Scientists investigate possible connection between autism and vitamin D【USA】

Vitamin D plays a pivotal role in a number of disorders. Now scientists are investigating whether the ‘sunshine vitamin’ could be implicated in autism. With autism rates climbing and levels of vitamin D declining because of more sunscreen use and less time spent outdoors, scientists have begun to look into a possible link. A recent study in Saudi Arabia was the first to discover that children with autism had significantly lower levels of vitamin D in their bloodstreams than non-autistic children.

There is a growing body of literature linking vitamin D to various immune-related conditions, including allergy and autoimmunity, said Laila Y. AL-Ayadhi, a professor of neurophysiology at King Saud University and one of the new study’s lead researchers.

 

Results of autism studies, however, have been mixed. White house led a study of more than 900 pregnant women that measured Vitamin D at 18 weeks gestation; their children were later assessed for autism. It found no correlation between children’s scores on an autism rating scale and maternal vitamin D levels. But research at the University of California, Davis found an increased risk for children with autism among 700 mothers who did not take prenatal vitamins during the three months before and the first month of pregnancy.

 

While that study did not specifically call out vitamin D as a suspect, UC Davis researcher Rebecca Schmidt is currently working on a similarly large study that will focus on the importance of maternal vitamin D intake on autism rates.
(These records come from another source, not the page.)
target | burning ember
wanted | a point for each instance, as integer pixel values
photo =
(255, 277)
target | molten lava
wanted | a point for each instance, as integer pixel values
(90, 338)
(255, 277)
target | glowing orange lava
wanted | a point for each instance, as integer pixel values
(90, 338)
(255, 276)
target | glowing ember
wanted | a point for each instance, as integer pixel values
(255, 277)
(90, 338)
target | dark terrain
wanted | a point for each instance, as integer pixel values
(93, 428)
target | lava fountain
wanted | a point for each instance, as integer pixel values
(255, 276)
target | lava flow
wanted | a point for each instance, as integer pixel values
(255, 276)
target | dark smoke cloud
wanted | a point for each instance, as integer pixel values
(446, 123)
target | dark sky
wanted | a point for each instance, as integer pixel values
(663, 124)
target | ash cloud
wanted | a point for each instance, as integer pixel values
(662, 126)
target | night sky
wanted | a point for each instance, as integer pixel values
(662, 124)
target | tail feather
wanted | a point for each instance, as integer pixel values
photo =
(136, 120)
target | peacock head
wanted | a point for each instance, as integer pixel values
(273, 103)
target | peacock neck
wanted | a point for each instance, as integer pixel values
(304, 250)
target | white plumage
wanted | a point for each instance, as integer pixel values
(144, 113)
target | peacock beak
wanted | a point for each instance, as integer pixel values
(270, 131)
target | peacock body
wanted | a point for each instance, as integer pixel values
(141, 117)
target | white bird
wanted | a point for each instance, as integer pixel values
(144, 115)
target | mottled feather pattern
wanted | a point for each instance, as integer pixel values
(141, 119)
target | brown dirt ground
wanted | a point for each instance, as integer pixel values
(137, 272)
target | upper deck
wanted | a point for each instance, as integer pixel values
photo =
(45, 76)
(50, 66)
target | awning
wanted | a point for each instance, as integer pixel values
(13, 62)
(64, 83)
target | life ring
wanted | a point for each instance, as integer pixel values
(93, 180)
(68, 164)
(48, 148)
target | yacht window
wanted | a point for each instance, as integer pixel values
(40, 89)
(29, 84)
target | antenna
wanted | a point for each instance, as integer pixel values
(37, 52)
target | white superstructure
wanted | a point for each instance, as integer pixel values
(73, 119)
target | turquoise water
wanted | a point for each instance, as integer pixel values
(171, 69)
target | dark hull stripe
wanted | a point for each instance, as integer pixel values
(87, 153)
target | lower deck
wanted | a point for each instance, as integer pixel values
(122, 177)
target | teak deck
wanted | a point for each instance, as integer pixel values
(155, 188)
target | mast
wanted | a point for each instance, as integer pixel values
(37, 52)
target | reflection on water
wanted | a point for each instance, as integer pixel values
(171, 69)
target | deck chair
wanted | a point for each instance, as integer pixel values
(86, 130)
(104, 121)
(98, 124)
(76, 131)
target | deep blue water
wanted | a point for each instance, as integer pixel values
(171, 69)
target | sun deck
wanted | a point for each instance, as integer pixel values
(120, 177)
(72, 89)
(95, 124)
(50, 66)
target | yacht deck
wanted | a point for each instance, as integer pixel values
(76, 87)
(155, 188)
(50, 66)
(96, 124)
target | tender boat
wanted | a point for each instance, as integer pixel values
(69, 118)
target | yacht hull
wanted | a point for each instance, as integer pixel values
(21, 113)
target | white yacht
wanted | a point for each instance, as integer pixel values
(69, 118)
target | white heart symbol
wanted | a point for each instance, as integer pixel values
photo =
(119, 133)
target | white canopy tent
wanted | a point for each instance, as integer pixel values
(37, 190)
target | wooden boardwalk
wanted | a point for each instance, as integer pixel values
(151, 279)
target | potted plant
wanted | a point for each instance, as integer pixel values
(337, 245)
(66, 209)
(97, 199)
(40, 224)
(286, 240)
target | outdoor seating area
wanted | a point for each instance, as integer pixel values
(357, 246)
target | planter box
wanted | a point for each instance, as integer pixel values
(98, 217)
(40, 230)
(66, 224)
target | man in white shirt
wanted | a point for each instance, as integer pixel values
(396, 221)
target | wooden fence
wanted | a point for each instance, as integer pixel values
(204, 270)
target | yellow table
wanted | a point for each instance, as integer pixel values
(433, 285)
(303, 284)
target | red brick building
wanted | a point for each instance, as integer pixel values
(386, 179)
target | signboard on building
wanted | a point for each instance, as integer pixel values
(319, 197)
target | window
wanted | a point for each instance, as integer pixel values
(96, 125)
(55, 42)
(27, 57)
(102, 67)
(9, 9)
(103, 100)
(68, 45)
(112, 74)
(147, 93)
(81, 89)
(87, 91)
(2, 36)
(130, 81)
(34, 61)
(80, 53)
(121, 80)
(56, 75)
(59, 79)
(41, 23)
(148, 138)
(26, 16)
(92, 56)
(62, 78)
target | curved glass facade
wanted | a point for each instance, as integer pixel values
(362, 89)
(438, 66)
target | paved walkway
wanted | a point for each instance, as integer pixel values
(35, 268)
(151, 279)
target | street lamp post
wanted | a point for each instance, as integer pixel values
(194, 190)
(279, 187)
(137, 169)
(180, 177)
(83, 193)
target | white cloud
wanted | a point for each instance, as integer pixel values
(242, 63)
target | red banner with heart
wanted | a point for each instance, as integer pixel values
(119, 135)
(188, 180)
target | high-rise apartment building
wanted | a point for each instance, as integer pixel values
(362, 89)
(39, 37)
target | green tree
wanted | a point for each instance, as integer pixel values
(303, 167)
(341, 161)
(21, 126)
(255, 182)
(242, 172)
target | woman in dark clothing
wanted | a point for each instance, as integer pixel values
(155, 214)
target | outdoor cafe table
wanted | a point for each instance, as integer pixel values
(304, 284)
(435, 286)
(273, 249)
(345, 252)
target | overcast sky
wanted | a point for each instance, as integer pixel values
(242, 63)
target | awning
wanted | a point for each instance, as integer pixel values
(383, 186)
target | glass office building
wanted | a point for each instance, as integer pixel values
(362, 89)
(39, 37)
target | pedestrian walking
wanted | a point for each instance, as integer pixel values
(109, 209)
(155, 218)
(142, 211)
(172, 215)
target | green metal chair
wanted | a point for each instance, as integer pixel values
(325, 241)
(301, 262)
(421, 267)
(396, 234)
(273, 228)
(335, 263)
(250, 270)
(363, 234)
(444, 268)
This is the kind of study I think needs to be done where we go back and look at the vitamin D levels in the maternal blood during pregnancy and we follow these children up to see if they’ve developed autism, Schmidt said.

 

Volk’s research has focused on a possible link between maternal air pollution exposure and autism, but she notes that her findings also could implicate vitamin D. Her study, published in January, found that children with autism were more likely to live in homes that had the highest percent of traffic-related air pollution during their mothers’ pregnancy and the first year of life compared to control children. One explanation is that pollution may induce inflammation in the body that raises the risk of autism.

 

Air pollution exposure can increase systemic inflammation in the body that really might be affecting the brain, Volk said, adding that vitamin D helps your body deal with inflammation. It helps turn on the body’s responses. Air pollution, studies show, could be acting as a double-edged sword: increasing inflammation and contributing to maternal vitamin D deficiency. Of course pollution isn’t the only reason women are getting less sunlight, and less vitamin D. For decades, women have been avoiding the sun with the help of sunscreens and more time spent indoors. And those decades track with the rising incidence of autism disorders. A 2007 study of 400 pregnant women found that 42.1 percent of white women and 54.1 percent of black women were vitamin D insufficient even though 90 percent of these women took prenatal vitamins.

 

Yet many questions remain, and experts say none of the research so far has shown a convincing link. Vitamin D is one of many environmental factors, including air pollution and pesticides,that are eyed by researchers seeking to understand why autism rates have continued their uninterrupted climb over the past several decades.